Exatamente por isto, as indústrias que o produzem são consideradas “sujas”, e têm sido exportadas para os países em desenvolvimento. O uso do alumínio como embalagem e sua posterior reciclagem são, portanto, muito convenientes para os países que não tenham que fabricá-la a partir da extração da bauxita. Este não é o caso do Brasil, que tem grandes jazidas deste minério e fabrica o alumínio em grandes indústrias eletro-intensivas, algumas delas utilizando energia elétrica subsidiada pelo poder público.

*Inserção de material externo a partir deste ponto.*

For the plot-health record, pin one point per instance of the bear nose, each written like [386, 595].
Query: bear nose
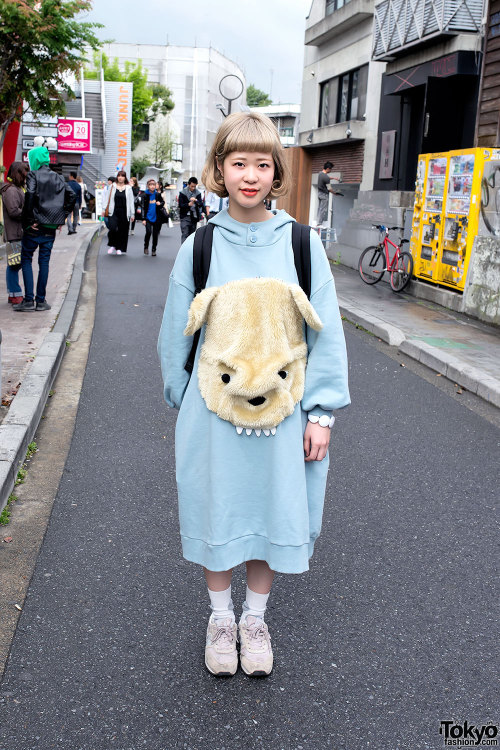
[256, 401]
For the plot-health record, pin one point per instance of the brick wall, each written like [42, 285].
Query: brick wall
[347, 158]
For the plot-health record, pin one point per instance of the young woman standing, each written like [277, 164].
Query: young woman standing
[121, 211]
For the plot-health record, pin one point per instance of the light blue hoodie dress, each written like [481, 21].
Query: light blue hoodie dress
[244, 497]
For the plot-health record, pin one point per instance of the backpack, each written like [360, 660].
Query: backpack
[202, 254]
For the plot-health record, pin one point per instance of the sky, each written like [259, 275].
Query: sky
[264, 37]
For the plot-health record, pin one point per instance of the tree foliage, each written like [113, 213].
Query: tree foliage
[160, 148]
[256, 97]
[40, 43]
[139, 166]
[148, 100]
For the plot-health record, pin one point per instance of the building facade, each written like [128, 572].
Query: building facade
[384, 81]
[193, 75]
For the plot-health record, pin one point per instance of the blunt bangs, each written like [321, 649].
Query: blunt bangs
[246, 131]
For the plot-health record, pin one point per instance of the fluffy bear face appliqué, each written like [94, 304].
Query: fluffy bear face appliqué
[251, 370]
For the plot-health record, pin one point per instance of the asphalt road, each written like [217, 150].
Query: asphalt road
[394, 629]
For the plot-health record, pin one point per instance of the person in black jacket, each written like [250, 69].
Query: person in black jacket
[48, 201]
[152, 203]
[191, 208]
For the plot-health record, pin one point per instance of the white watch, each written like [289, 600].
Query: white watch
[323, 421]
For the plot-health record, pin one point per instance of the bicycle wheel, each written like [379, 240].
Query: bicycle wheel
[402, 272]
[371, 265]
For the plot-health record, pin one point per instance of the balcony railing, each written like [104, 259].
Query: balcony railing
[400, 24]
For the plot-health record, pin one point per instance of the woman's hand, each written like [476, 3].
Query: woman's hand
[316, 439]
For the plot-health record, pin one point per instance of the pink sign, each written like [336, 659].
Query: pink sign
[74, 135]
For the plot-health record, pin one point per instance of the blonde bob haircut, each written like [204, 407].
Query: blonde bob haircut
[246, 131]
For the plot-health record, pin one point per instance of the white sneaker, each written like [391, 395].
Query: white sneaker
[221, 658]
[256, 654]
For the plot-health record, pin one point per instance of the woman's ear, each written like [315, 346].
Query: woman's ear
[306, 309]
[198, 311]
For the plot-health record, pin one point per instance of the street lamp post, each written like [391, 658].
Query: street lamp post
[231, 88]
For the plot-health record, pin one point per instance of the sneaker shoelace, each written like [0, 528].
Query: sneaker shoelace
[224, 634]
[258, 634]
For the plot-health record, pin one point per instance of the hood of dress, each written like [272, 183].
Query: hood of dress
[37, 157]
[261, 233]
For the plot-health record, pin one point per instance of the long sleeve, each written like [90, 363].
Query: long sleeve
[326, 386]
[173, 346]
[13, 201]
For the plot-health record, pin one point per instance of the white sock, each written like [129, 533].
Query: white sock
[221, 604]
[255, 604]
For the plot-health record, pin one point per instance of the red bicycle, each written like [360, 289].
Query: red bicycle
[375, 261]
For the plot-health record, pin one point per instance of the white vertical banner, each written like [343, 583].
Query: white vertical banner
[118, 151]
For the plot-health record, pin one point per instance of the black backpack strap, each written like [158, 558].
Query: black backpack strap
[202, 255]
[301, 243]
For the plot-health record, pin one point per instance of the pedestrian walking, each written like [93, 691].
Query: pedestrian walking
[74, 217]
[152, 203]
[48, 202]
[190, 208]
[255, 416]
[105, 198]
[12, 193]
[324, 188]
[214, 204]
[121, 210]
[137, 202]
[85, 195]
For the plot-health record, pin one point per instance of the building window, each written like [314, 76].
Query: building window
[333, 5]
[343, 98]
[143, 131]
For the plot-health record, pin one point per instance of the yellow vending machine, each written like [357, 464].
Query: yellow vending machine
[430, 224]
[445, 225]
[418, 207]
[461, 215]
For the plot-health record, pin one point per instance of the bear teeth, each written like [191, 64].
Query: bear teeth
[258, 432]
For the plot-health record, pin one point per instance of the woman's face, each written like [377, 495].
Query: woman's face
[248, 177]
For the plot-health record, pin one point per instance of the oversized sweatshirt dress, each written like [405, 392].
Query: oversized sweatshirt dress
[247, 497]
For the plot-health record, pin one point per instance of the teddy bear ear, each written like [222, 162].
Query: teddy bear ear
[306, 309]
[198, 311]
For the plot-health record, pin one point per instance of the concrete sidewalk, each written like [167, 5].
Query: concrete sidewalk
[32, 347]
[465, 350]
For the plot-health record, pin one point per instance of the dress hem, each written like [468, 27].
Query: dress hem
[282, 559]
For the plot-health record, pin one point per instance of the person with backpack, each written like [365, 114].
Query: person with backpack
[191, 208]
[48, 202]
[12, 193]
[152, 203]
[256, 393]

Todas estas considerações nos levam a uma constatação: não podemos, a priori, estabelecer se a reciclagem é boa ou má para o meio ambiente ou para as pessoas, sem estudarmos cuidadosamente o ciclo de vida do material a ser reciclado. Isto permite que se avalie o consumo de energia e os eventuais impactos ao meio ambiente que ocorrem durante o processo.

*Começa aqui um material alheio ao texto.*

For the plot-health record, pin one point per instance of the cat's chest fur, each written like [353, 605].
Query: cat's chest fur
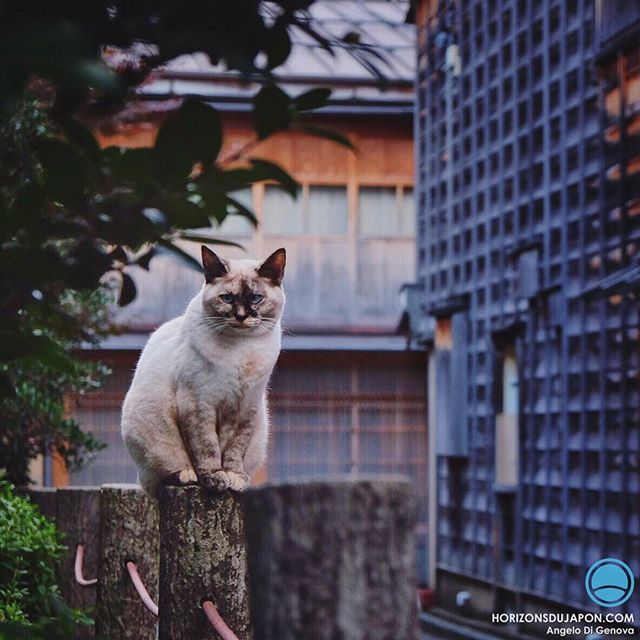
[234, 369]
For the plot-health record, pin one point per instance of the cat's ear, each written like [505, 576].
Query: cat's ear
[214, 267]
[273, 266]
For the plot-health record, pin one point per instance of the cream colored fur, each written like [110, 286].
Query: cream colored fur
[197, 406]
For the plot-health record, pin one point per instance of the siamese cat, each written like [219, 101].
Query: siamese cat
[196, 411]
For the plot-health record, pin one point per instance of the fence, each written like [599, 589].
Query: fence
[320, 560]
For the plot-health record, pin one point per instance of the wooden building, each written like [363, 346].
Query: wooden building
[347, 396]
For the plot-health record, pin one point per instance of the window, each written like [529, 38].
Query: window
[386, 211]
[319, 210]
[238, 225]
[507, 410]
[282, 214]
[327, 211]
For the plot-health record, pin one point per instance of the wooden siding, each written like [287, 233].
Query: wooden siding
[339, 276]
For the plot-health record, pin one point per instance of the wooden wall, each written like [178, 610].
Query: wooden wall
[338, 278]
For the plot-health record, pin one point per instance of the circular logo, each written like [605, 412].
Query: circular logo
[609, 582]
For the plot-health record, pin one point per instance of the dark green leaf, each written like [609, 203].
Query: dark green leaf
[312, 99]
[144, 260]
[14, 344]
[272, 111]
[167, 247]
[130, 167]
[64, 172]
[78, 135]
[327, 134]
[243, 211]
[127, 290]
[27, 210]
[193, 134]
[278, 44]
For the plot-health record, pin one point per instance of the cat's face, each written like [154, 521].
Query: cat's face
[243, 296]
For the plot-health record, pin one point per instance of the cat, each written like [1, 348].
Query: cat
[196, 411]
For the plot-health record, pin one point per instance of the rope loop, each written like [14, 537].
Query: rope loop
[78, 568]
[140, 588]
[217, 622]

Vamos exemplificar como estes aspectos podem ser variáveis de acordo com as circunstâncias em que ocorrem: a produção de uma lata de 33cl na Inglaterra, composta de alumínio fundido na Noruega, a partir da energia hidroelétrica, e posteriormente laminado na Alemanha, liberará 110g de CO2 – o equivalente a 6,5 toneladas de CO2 por tonelada de alumínio. Se a mesma lata, entretanto, for produzida na Alemanha, usando-se carvão como fonte primária de energia, haverá uma liberação de 280g de CO2, valor este que será ainda maior se o alumínio for produzido na Tchecoslováquia, usando-se carvão de pior qualidade.
Vemos, assim, que também devemos ter, em nossas iniciativas individuais, a preocupação e a consciência do “balanço ambiental”, para que não tomemos atitudes “ambientalmente corretas” mas que, sem querermos, podem trazer prejuízos ao meio ambiente.
Aqui está um exemplo interessante para ilustrar este conceito: no incentivo à prática da reciclagem, em várias cidades dos Estados Unidos e da Europa, a população é estimulada a levar os materiais recicláveis, como vidros, plásticos, papéis e papelão ou metais, aos PEV’s – Pontos de entrega Voluntária, depósitos especiais instalados em locais públicos. De lá, estes materiais são levados para outros centros de triagem ou indústrias, que irão aproveitá-los na fabricação de novos produtos.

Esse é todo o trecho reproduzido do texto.